Other brokerages and research shops issued commentary and price targets reflecting a range of perspectives. RBC Capital retained a $230 target and noted that China AI revenue positively affected the quarter. Baird reiterated an Outperform rating with a $300 target, pointing to growth potential in AMD’s AI-facing businesses and healthy demand for x86 server CPUs. Mizuho trimmed its price target to $275 from $285, citing higher expense levels but kept an Outperform stance. Northland also maintained an Outperform rating with a $260 target and highlighted momentum across AMD’s AI product stack and the personal computer segment.
Not all commentary was uniformly optimistic. Raymond James flagged mixed investor sentiment and raised concerns about AMD’s revenue concentration tied to a specific AI project. In response to such concerns, AMD’s management reiterated that the MI450 program is progressing and reported traction with new customers.
TD Cowen’s overall position can be summarized as cautiously constructive: the firm acknowledged short-term volatility and a patchwork quarter of results but concluded these do not materially alter the multi-quarter growth case premised on next-generation GPU and server CPU launches.
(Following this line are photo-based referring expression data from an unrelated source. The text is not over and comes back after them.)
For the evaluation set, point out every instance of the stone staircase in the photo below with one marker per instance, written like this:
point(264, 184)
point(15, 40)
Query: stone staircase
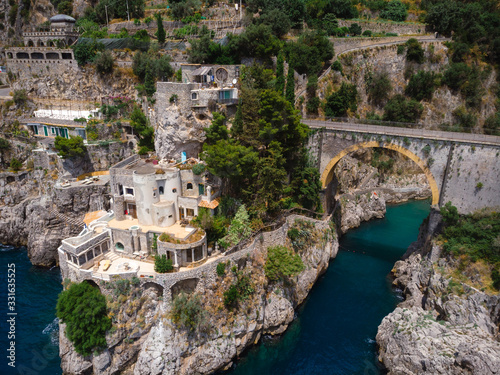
point(66, 219)
point(112, 256)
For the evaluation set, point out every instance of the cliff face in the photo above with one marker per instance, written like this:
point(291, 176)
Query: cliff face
point(35, 214)
point(149, 342)
point(363, 189)
point(442, 327)
point(77, 83)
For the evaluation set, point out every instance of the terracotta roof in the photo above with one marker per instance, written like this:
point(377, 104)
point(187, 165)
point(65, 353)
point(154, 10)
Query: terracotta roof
point(91, 216)
point(210, 205)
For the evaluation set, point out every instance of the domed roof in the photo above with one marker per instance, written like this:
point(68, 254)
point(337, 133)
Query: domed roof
point(62, 18)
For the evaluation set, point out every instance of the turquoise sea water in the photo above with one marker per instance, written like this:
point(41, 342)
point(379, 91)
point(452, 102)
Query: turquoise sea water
point(36, 330)
point(335, 330)
point(333, 334)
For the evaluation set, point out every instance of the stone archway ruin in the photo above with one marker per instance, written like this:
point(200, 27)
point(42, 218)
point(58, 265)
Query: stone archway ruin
point(327, 174)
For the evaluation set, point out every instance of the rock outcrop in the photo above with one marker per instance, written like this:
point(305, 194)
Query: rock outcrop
point(364, 190)
point(155, 344)
point(178, 131)
point(442, 327)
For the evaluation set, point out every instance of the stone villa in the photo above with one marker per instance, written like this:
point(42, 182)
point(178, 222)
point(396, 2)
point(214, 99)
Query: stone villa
point(149, 198)
point(44, 50)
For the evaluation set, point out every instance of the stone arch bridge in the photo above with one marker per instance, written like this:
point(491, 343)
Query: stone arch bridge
point(460, 167)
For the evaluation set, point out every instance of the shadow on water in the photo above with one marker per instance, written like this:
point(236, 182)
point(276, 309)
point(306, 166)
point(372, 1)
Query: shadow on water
point(336, 326)
point(36, 329)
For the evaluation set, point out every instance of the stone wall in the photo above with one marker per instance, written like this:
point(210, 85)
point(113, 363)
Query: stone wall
point(387, 26)
point(455, 167)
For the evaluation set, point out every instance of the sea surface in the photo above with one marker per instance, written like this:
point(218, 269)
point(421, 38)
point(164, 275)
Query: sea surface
point(36, 327)
point(334, 332)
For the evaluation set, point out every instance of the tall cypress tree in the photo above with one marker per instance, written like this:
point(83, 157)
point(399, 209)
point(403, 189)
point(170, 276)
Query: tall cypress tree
point(160, 33)
point(280, 73)
point(290, 85)
point(149, 81)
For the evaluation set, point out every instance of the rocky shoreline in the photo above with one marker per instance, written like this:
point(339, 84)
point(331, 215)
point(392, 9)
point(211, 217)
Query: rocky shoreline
point(147, 341)
point(441, 327)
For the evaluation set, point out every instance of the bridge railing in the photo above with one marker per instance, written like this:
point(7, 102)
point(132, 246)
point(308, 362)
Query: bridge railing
point(385, 128)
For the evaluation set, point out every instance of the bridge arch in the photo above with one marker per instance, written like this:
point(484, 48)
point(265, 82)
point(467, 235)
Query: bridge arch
point(327, 175)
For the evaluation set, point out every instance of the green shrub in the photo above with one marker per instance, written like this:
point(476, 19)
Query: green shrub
point(20, 97)
point(187, 311)
point(394, 10)
point(83, 309)
point(87, 51)
point(414, 51)
point(463, 120)
point(337, 65)
point(4, 144)
point(422, 85)
point(104, 62)
point(339, 102)
point(198, 169)
point(495, 277)
point(15, 164)
point(355, 29)
point(467, 80)
point(238, 291)
point(282, 263)
point(221, 269)
point(70, 148)
point(122, 287)
point(231, 297)
point(379, 88)
point(162, 264)
point(491, 125)
point(313, 105)
point(399, 109)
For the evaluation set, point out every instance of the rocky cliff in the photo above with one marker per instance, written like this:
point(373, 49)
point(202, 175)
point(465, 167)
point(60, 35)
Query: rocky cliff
point(443, 326)
point(367, 180)
point(147, 340)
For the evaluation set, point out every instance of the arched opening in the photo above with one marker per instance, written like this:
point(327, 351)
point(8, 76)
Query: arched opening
point(37, 56)
point(187, 286)
point(92, 283)
point(52, 56)
point(327, 174)
point(154, 286)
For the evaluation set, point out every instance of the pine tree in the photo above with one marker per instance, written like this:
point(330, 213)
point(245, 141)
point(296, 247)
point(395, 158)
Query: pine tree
point(280, 74)
point(149, 81)
point(160, 33)
point(290, 85)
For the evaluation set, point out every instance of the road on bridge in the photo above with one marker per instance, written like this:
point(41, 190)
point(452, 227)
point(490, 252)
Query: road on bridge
point(405, 132)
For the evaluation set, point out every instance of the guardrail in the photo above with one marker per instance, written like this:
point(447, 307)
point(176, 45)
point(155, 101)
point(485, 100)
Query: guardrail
point(409, 132)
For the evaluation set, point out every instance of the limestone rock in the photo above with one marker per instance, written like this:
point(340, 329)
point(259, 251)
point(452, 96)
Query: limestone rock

Contextual takeaway - For investors focused on AI infrastructure and data center dynamics, the MI450 launch represents the principal near-term catalyst cited across research notes. For markets tied to semiconductors and enterprise compute spending, the combination of robust recent revenue growth and bullish analyst targets underscores continued attention on AMD’s product execution and customer adoption.